# Surf and Turf



## LarryWolfe (Mar 23, 2013)

Started off a bloomin onion. Kept ours plain and simple this time, no topping. 2 sweet onions, olive oil and Tony Cacheres's Creole Seasoning. Also had a few hassleback potatoes drizzled with olive oil, salt, pepper and garlic.






Portabellas stuffed with lump crab meat, 1 egg, 2 tbs mayo, roasted red peppers, salt and pepper.





Onions are done. We could not eat these fast enough. Soooo much better without the greasy breading. If we had four we would have eaten them all. 
	

	
	
		
		

		
		
	


	




3lb sirloin to share, seasoned with salt and pepper.

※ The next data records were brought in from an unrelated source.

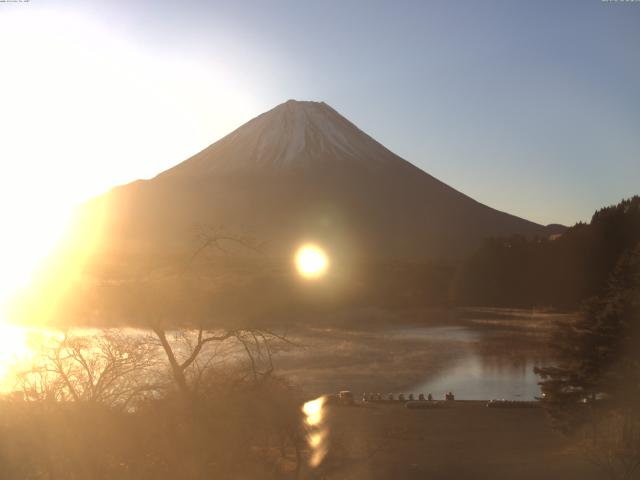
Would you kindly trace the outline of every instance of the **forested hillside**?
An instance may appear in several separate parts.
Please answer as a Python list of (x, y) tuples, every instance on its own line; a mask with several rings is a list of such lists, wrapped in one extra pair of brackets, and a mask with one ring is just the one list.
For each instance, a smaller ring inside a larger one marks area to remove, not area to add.
[(640, 197), (594, 213), (555, 238), (487, 239), (458, 270), (455, 303), (575, 308), (604, 289), (622, 254), (640, 242)]

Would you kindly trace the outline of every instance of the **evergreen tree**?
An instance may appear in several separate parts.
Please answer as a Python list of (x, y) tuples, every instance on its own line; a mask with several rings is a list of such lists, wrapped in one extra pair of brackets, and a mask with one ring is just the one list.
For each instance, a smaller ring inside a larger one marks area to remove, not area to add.
[(536, 369), (554, 426), (588, 437), (611, 478), (640, 473), (640, 243), (620, 256), (604, 293), (559, 326), (561, 357)]

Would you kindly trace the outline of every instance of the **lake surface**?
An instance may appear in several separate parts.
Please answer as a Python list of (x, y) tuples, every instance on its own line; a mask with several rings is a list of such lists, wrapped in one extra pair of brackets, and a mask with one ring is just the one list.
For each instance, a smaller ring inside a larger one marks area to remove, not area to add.
[(281, 371), (311, 394), (439, 399), (451, 391), (461, 400), (534, 400), (540, 395), (534, 367), (554, 363), (549, 333), (561, 315), (493, 313), (456, 325), (314, 330), (301, 337), (304, 355), (285, 355)]
[(487, 364), (482, 357), (470, 354), (453, 363), (435, 378), (415, 387), (416, 392), (432, 393), (442, 398), (444, 392), (454, 392), (456, 398), (467, 400), (534, 400), (540, 395), (539, 378), (533, 369), (545, 363), (531, 359), (524, 363), (501, 362)]
[(414, 387), (416, 392), (432, 393), (435, 398), (452, 391), (456, 398), (468, 400), (534, 400), (540, 395), (534, 367), (552, 363), (545, 358), (543, 339), (538, 343), (529, 337), (523, 342), (522, 332), (470, 326), (421, 327), (413, 335), (437, 339), (445, 345), (468, 345), (468, 350), (458, 350), (458, 358), (451, 359), (441, 372), (428, 375)]
[[(431, 393), (442, 398), (452, 391), (461, 400), (533, 400), (540, 395), (533, 369), (554, 363), (549, 333), (560, 317), (493, 309), (453, 322), (449, 318), (446, 324), (429, 318), (413, 326), (392, 321), (371, 326), (359, 321), (357, 328), (302, 326), (289, 335), (296, 345), (279, 351), (274, 362), (280, 376), (313, 396), (351, 390), (357, 396)], [(9, 366), (18, 358), (28, 363), (38, 343), (33, 336), (50, 333), (5, 326), (0, 334), (5, 346), (0, 377), (2, 390), (8, 391), (14, 386)]]

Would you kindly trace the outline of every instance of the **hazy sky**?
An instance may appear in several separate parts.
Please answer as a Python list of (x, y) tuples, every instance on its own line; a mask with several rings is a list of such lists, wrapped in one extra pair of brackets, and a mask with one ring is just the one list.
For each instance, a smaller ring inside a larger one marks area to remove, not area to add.
[(289, 98), (536, 222), (640, 193), (640, 2), (32, 0), (0, 3), (0, 55), (0, 189), (34, 210)]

Dinner is ready. Herb butter to top the potatoes with that was outrageously good!









[/QUOTE]


----------



## Dawgluver (Mar 23, 2013)

Oohhhh myyyy.  Pass the drool rag, please.

Fantastic, Larry!  I love that you add the recipe ingredients next to the (drool) pics.


----------



## pacanis (Mar 23, 2013)

Looking good, Larry. VERY good.
I do my grilled onions differently. I'm going to slice them like yours next time. Thanks for the idea. I've never seen that before.
Great pics and descriptions. Fantastic looking meal.


----------



## pacanis (Mar 23, 2013)

I just noticed, is that some kind of dip or sauce for the onions?


----------



## chopper (Mar 23, 2013)

That looks fantastic Larry!  I'm on my way!!!


----------



## powerplantop (Mar 23, 2013)

That is my kind of food porn.


----------



## PrincessFiona60 (Mar 23, 2013)

Yes, definitely food porn...


----------



## salt and pepper (Mar 23, 2013)

Really nice.


----------



## Kylie1969 (Mar 24, 2013)

Gee that all looks delicious Larry, can I come to your place for a week or so?


----------



## LarryWolfe (Mar 25, 2013)

Thank you everyone!  Yes, anyone can come to stay and eat!  You just have to do dishes!


----------



## jharris (Mar 25, 2013)

LarryWolfe said:
			
		

> Thank you everyone!  Yes, anyone can come to stay and eat!  You just have to do dishes!



Deal! I'll even take out the garbage.

Address please.

Oh, telephone number and favorite beverage.

I never show up unexpectedly or empty handed.


----------